No forma parte de la misión ceder al desánimo cuando, quizás, habiendo
pasado el entusiasmo de los inicios, llega el momento en el que tocar
la carne de Cristo se vuelve muy duro. En una situación como esta,
Jesús no alienta nuestros miedos. Y como bien sabemos que a ningún
otro podemos ir, porque sólo Él tiene palabras de vida eterna (cf. Jn
6,68), es necesario en consecuencia, profundizar nuestra elección.
¿Qué significa concretamente salir con Jesús en misión hoy en América
Latina? El adverbio «concretamente» no es un detalle de estilo
literario, más bien pertenece al núcleo de la pregunta. El Evangelio
es siempre concreto, jamás un ejercicio de estériles especulaciones.
Conocemos bien la recurrente tentación de perderse en el bizantinismo
de los doctores de la ley, de preguntarse hasta qué punto se puede
llegar sin perder el control del propio territorio demarcado o del
presunto poder que los límites prometen.
Mucho se ha hablado sobre la Iglesia en estado permanente de misión.
Salir con Jesús es la condición para tal realidad.
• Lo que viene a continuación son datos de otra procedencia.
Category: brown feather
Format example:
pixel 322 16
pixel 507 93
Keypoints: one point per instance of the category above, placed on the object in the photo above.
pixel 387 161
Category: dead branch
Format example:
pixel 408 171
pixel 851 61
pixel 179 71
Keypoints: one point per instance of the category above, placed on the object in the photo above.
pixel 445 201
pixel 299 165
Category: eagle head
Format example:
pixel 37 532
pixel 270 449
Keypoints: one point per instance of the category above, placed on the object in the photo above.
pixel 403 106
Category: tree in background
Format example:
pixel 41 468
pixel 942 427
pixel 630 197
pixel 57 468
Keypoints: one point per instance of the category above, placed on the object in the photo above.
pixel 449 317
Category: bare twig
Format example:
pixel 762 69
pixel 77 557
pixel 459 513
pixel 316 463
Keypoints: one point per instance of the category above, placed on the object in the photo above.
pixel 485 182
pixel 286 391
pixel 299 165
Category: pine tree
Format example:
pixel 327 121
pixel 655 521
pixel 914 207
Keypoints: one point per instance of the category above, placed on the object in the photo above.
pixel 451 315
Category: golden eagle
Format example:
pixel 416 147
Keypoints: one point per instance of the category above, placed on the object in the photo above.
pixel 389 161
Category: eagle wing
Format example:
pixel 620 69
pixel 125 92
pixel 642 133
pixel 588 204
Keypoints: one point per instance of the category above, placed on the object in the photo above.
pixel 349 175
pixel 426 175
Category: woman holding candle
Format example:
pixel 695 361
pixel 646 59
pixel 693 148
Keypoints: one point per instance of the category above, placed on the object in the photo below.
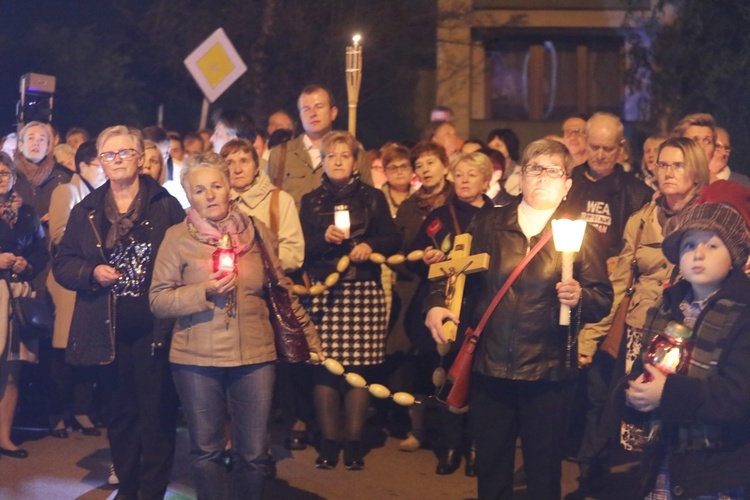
pixel 524 366
pixel 106 255
pixel 350 314
pixel 23 255
pixel 222 351
pixel 471 174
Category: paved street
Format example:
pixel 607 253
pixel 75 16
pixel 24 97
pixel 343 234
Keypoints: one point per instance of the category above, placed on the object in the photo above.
pixel 77 468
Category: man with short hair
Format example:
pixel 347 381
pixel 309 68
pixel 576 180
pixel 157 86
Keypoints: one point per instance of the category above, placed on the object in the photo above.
pixel 193 144
pixel 574 137
pixel 231 124
pixel 441 114
pixel 701 128
pixel 297 166
pixel 279 119
pixel 719 167
pixel 603 194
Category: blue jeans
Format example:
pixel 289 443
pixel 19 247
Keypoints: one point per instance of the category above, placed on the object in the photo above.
pixel 207 393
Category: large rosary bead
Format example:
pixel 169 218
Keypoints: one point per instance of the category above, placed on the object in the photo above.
pixel 377 258
pixel 403 399
pixel 395 259
pixel 342 264
pixel 415 255
pixel 379 391
pixel 438 376
pixel 332 279
pixel 355 380
pixel 333 366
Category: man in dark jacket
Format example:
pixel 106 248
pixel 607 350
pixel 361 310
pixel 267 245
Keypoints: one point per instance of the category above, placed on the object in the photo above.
pixel 603 194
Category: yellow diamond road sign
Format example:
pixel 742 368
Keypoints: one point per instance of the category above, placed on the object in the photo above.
pixel 215 65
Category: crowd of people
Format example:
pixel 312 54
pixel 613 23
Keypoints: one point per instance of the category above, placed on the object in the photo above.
pixel 121 233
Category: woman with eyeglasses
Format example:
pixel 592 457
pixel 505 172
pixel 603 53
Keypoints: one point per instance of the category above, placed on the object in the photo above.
pixel 681 171
pixel 107 256
pixel 524 365
pixel 23 254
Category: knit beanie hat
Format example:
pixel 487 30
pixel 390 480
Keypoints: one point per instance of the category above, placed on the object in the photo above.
pixel 720 218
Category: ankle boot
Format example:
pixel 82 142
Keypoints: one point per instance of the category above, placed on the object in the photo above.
pixel 470 469
pixel 329 454
pixel 353 456
pixel 448 463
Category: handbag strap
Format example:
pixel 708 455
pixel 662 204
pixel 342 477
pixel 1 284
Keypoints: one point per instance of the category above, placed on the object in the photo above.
pixel 265 257
pixel 506 286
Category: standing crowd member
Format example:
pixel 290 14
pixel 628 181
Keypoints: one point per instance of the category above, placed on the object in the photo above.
pixel 719 164
pixel 681 172
pixel 75 384
pixel 107 255
pixel 523 374
pixel 295 166
pixel 351 315
pixel 436 236
pixel 23 254
pixel 222 352
pixel 699 412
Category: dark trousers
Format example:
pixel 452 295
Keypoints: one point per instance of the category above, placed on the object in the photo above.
pixel 503 410
pixel 598 431
pixel 142 426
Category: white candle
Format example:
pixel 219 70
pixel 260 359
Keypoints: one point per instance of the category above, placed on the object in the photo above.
pixel 341 219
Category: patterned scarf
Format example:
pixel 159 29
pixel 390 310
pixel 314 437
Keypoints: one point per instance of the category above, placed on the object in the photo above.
pixel 10 207
pixel 35 173
pixel 121 223
pixel 236 223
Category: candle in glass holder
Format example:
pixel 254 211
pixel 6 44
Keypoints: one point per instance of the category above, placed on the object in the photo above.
pixel 341 219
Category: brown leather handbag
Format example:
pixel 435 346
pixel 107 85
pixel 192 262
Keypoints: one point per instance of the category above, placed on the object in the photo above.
pixel 289 333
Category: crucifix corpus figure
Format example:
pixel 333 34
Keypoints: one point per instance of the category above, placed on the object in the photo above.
pixel 460 263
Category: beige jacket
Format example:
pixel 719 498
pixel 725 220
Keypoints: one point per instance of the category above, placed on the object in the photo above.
pixel 203 334
pixel 654 271
pixel 256 201
pixel 64 198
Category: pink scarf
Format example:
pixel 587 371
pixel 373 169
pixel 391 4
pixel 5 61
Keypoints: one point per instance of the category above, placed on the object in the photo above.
pixel 236 223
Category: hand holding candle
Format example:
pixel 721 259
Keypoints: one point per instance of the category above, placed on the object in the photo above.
pixel 568 236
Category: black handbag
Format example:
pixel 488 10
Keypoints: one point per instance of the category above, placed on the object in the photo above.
pixel 33 317
pixel 289 333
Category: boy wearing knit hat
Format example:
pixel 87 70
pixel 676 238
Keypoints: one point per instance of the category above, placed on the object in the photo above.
pixel 700 416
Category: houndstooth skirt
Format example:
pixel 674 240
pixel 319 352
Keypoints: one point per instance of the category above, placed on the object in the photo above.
pixel 351 319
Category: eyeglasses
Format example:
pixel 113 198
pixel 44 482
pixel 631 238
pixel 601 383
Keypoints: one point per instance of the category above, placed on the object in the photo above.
pixel 123 154
pixel 677 166
pixel 574 131
pixel 536 171
pixel 398 168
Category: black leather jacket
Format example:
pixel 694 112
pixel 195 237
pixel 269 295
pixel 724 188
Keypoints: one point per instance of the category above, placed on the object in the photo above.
pixel 522 340
pixel 370 220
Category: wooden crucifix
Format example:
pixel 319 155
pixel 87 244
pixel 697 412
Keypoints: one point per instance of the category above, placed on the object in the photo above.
pixel 460 263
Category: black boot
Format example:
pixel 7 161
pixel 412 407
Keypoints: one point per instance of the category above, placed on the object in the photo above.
pixel 590 482
pixel 329 455
pixel 353 456
pixel 448 463
pixel 470 469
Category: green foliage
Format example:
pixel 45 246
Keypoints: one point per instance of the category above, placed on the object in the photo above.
pixel 701 63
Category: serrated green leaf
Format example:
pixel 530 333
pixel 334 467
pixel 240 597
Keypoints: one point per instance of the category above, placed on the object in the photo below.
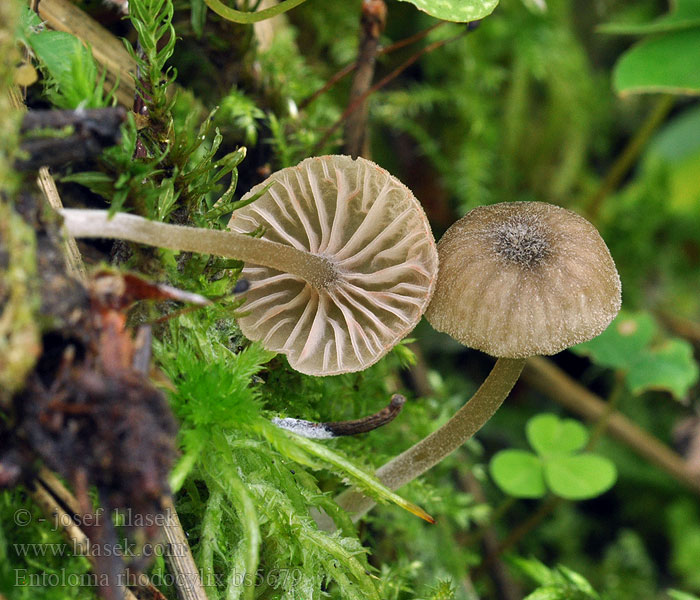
pixel 667 63
pixel 460 11
pixel 670 367
pixel 548 434
pixel 683 15
pixel 579 477
pixel 518 473
pixel 578 581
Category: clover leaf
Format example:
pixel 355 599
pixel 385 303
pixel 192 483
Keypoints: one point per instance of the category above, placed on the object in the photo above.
pixel 558 465
pixel 634 345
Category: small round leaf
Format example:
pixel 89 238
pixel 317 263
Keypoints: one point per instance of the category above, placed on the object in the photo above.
pixel 548 434
pixel 518 473
pixel 579 477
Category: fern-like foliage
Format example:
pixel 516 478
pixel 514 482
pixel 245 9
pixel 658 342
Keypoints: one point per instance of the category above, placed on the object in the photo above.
pixel 248 480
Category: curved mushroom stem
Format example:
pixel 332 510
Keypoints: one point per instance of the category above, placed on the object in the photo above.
pixel 431 450
pixel 317 270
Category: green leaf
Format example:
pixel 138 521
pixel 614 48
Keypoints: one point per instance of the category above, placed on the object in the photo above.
pixel 667 64
pixel 670 367
pixel 627 345
pixel 518 473
pixel 460 11
pixel 360 477
pixel 685 14
pixel 579 477
pixel 622 342
pixel 549 434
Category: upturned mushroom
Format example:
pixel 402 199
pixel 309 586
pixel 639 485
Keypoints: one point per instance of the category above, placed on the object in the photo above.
pixel 344 270
pixel 516 279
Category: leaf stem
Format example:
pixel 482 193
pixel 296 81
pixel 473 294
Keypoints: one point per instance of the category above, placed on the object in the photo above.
pixel 431 450
pixel 241 16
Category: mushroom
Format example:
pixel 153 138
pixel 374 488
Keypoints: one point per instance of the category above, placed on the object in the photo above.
pixel 344 270
pixel 516 279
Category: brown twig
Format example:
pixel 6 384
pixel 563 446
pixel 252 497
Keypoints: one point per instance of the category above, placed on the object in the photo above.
pixel 506 588
pixel 73 259
pixel 372 24
pixel 543 375
pixel 357 103
pixel 347 69
pixel 629 155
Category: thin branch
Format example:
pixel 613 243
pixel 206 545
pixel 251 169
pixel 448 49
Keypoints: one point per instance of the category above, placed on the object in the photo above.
pixel 241 16
pixel 187 580
pixel 543 375
pixel 347 69
pixel 381 83
pixel 372 22
pixel 629 155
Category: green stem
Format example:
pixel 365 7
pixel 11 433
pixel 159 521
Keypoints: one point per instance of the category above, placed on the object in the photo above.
pixel 241 16
pixel 431 450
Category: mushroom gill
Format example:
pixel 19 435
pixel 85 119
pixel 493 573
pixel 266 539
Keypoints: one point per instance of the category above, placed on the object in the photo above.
pixel 376 238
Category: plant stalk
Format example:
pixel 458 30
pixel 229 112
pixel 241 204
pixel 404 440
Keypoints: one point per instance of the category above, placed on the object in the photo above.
pixel 431 450
pixel 317 270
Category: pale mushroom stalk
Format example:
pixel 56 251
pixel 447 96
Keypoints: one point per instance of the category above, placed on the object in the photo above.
pixel 315 269
pixel 344 269
pixel 516 279
pixel 432 449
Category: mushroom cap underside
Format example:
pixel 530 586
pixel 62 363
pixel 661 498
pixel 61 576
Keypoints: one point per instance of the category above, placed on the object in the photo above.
pixel 371 228
pixel 519 279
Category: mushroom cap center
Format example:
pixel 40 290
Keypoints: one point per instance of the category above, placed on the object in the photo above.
pixel 523 241
pixel 519 279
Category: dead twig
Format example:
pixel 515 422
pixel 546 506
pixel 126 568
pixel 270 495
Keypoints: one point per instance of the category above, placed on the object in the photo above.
pixel 372 24
pixel 357 103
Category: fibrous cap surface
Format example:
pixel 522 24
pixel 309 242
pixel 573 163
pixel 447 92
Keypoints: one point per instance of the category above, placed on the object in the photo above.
pixel 519 279
pixel 371 228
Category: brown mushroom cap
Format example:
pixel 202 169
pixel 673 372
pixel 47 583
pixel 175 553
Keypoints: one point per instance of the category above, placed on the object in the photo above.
pixel 519 279
pixel 374 234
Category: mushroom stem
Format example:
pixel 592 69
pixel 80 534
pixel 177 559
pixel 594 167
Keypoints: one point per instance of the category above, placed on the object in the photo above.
pixel 431 450
pixel 317 270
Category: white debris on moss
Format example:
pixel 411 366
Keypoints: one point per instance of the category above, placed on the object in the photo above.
pixel 308 429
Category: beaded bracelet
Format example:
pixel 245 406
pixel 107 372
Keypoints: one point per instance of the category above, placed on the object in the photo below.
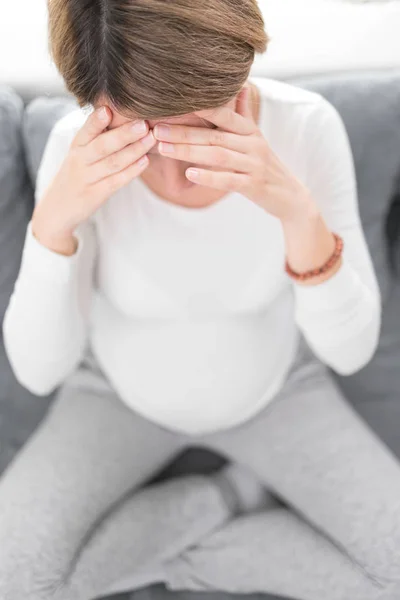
pixel 328 265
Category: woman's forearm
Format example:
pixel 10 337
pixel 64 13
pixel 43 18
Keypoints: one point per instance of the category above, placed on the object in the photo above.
pixel 309 243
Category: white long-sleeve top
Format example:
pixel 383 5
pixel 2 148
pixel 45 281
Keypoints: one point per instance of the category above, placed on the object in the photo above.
pixel 189 311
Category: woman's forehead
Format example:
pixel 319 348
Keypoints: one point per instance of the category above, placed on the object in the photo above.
pixel 190 119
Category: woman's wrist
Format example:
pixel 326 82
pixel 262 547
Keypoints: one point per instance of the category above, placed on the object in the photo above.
pixel 64 243
pixel 309 243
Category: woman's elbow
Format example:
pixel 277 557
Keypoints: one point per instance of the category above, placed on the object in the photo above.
pixel 360 350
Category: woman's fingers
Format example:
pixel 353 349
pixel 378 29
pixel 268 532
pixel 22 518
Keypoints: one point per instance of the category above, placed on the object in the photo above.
pixel 109 185
pixel 114 140
pixel 118 161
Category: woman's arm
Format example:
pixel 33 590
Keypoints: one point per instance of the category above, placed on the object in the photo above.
pixel 340 315
pixel 46 322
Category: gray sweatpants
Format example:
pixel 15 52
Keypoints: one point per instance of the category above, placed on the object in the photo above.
pixel 76 523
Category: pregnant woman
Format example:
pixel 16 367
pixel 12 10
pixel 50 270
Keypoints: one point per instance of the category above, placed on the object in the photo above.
pixel 194 264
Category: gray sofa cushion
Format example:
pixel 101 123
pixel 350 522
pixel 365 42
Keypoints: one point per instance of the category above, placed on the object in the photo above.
pixel 15 192
pixel 369 104
pixel 20 412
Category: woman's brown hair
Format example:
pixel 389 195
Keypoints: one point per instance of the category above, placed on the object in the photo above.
pixel 155 58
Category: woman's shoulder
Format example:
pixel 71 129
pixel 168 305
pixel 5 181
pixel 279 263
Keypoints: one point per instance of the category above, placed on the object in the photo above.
pixel 288 106
pixel 286 94
pixel 65 128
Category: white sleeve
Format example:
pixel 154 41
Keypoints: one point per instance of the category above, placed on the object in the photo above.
pixel 46 321
pixel 341 317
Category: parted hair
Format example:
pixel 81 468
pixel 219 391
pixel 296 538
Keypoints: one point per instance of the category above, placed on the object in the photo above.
pixel 155 58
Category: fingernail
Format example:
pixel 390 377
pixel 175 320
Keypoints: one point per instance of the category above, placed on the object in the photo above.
pixel 165 147
pixel 139 127
pixel 162 131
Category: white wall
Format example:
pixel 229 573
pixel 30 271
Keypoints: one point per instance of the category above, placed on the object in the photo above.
pixel 308 37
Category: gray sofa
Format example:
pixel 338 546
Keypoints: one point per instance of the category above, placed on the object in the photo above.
pixel 370 107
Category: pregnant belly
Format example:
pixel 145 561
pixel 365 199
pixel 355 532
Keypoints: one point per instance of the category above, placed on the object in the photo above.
pixel 195 376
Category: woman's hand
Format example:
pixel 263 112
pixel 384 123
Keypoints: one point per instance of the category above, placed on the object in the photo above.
pixel 98 163
pixel 245 161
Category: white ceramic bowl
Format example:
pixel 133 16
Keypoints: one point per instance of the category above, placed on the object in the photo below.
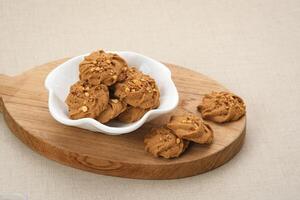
pixel 59 80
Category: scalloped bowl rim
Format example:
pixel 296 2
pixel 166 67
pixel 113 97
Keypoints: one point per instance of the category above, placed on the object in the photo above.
pixel 96 126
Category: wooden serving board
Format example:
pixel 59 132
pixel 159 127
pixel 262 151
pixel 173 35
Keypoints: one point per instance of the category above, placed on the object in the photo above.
pixel 23 101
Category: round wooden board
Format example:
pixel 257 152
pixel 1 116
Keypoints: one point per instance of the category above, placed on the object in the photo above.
pixel 24 105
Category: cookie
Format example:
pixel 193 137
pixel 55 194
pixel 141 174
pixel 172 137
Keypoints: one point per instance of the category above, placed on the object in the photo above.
pixel 85 100
pixel 192 128
pixel 114 108
pixel 138 90
pixel 222 107
pixel 162 142
pixel 132 114
pixel 102 68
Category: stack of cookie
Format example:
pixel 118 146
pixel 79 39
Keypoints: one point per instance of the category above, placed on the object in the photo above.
pixel 108 88
pixel 172 140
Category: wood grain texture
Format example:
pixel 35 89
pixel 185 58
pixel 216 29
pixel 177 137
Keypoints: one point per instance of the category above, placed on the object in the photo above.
pixel 23 101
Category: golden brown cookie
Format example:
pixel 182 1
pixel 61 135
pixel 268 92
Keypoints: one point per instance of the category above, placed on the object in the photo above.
pixel 114 108
pixel 138 90
pixel 85 100
pixel 102 68
pixel 162 142
pixel 222 107
pixel 132 114
pixel 191 127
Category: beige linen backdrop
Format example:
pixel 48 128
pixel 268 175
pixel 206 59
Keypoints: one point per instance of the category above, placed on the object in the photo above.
pixel 252 47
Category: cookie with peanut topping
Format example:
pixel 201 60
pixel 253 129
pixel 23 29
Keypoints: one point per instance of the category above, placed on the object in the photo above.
pixel 222 107
pixel 191 127
pixel 138 90
pixel 102 68
pixel 85 100
pixel 132 114
pixel 162 142
pixel 114 108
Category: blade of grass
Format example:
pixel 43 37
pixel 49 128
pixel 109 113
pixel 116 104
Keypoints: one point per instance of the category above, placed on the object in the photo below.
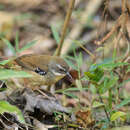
pixel 55 34
pixel 9 45
pixel 28 45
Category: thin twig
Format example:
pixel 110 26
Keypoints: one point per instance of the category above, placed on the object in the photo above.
pixel 67 19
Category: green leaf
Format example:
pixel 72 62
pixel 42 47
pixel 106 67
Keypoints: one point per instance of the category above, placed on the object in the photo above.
pixel 4 62
pixel 69 89
pixel 107 64
pixel 107 84
pixel 71 64
pixel 6 74
pixel 70 95
pixel 97 104
pixel 55 34
pixel 28 45
pixel 95 75
pixel 17 42
pixel 124 102
pixel 9 46
pixel 11 109
pixel 117 115
pixel 79 85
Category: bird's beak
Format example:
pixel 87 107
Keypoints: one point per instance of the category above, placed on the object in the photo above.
pixel 69 77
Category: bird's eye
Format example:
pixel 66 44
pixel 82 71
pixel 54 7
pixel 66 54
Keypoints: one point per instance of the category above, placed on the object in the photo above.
pixel 40 71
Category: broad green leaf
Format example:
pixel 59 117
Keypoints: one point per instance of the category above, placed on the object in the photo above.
pixel 107 84
pixel 70 95
pixel 55 34
pixel 124 102
pixel 4 62
pixel 117 115
pixel 11 109
pixel 108 64
pixel 6 74
pixel 69 89
pixel 97 104
pixel 95 75
pixel 28 45
pixel 79 85
pixel 17 42
pixel 71 64
pixel 9 46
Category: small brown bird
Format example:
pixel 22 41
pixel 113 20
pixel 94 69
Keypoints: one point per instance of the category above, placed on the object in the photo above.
pixel 46 70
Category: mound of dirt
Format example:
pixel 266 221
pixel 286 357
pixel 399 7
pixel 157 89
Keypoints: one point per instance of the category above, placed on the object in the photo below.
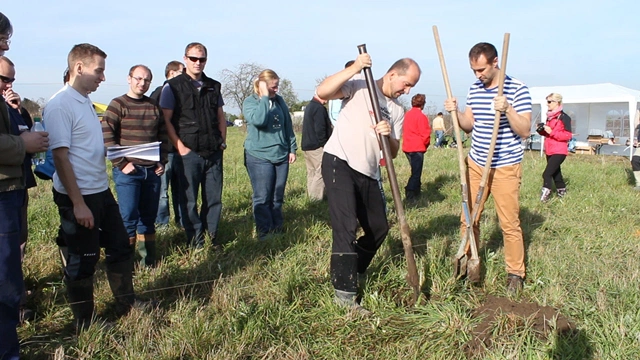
pixel 540 318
Salir, sí, pero con
Jesús. El Evangelio habla de Jesús que, habiendo salido del Padre,
recorre con los suyos los campos y los poblados de Galilea. No se
trata de un recorrido inútil del Señor. Mientras camina, encuentra;
cuando encuentra, se acerca; cuando se acerca, habla; cuando habla,
toca con su poder; cuando toca, cura y salva. Llevar al Padre a
cuantos encuentra es la meta de su permanente salir, sobre el cual
debemos reflexionar continuamente y hacer un examen de conciencia. La
Iglesia debe reapropiarse de los verbos que el Verbo de Dios conjuga
en su divina misión. Salir para encontrar, sin pasar de largo;
reclinarse sin desidia; tocar sin miedo. Se trata de que se metan día
a día en el trabajo de campo, allí donde vive el Pueblo de Dios que
les ha sido confiado. No nos es lícito dejarnos paralizar por el aire
acondicionado de las oficinas, por las estadísticas y las estrategias
abstractas. Es necesario dirigirse al hombre en su situación concreta;
de él no podemos apartar la mirada. La misión se realiza siempre
cuerpo a cuerpo.
Una Iglesia capaz de ser sacramento de unidad
¡Se ve tanta dispersión en nuestro entorno! Y no me refiero solamente
a la de la rica diversidad que siempre ha caracterizado el continente,
sino a las dinámicas de disgregación. Hay que estar atentos para no
dejarse atrapar en estas trampas. La Iglesia no está en América Latina
como si tuviera las maletas en la mano, lista para partir después de
haberla saqueado, como han hecho tantos a lo largo del tiempo. Quienes
obran así miran con sentido de superioridad y desprecio su rostro
mestizo; pretenden colonizar su alma con las mismas fallidas y
recicladas fórmulas sobre la visión del hombre y de la vida, repiten
iguales recetas matando al paciente mientras enriquecen a los médicos
que los mandan; ignoran las razones profundas que habitan en el
corazón de su pueblo y que lo hacen fuerte exactamente en sus sueños,
en sus mitos, a pesar de los numerosos desencantos y fracasos;
manipulan políticamente y traicionan sus esperanzas, dejando detrás de
sí tierra quemada y el terreno pronto para el eterno retorno de lo
mismo, aun cuando se vuelva a presentar con vestido nuevo. Hombres y
utopías fuertes han prometido soluciones mágicas, respuestas
instantáneas, efectos inmediatos. La Iglesia, sin pretensiones
humanas, respetuosa del rostro multiforme del continente, que
considera no una desventaja sino una perenne riqueza, debe continuar
prestando el humilde servicio al verdadero bien del hombre
latinoamericano. Debe trabajar sin cansarse para construir puentes,
abatir muros, integrar la diversidad, promover la cultura del
encuentro y del diálogo, educar al perdón y a la reconciliación, al
sentido de justicia, al rechazo de la violencia y al coraje de la paz.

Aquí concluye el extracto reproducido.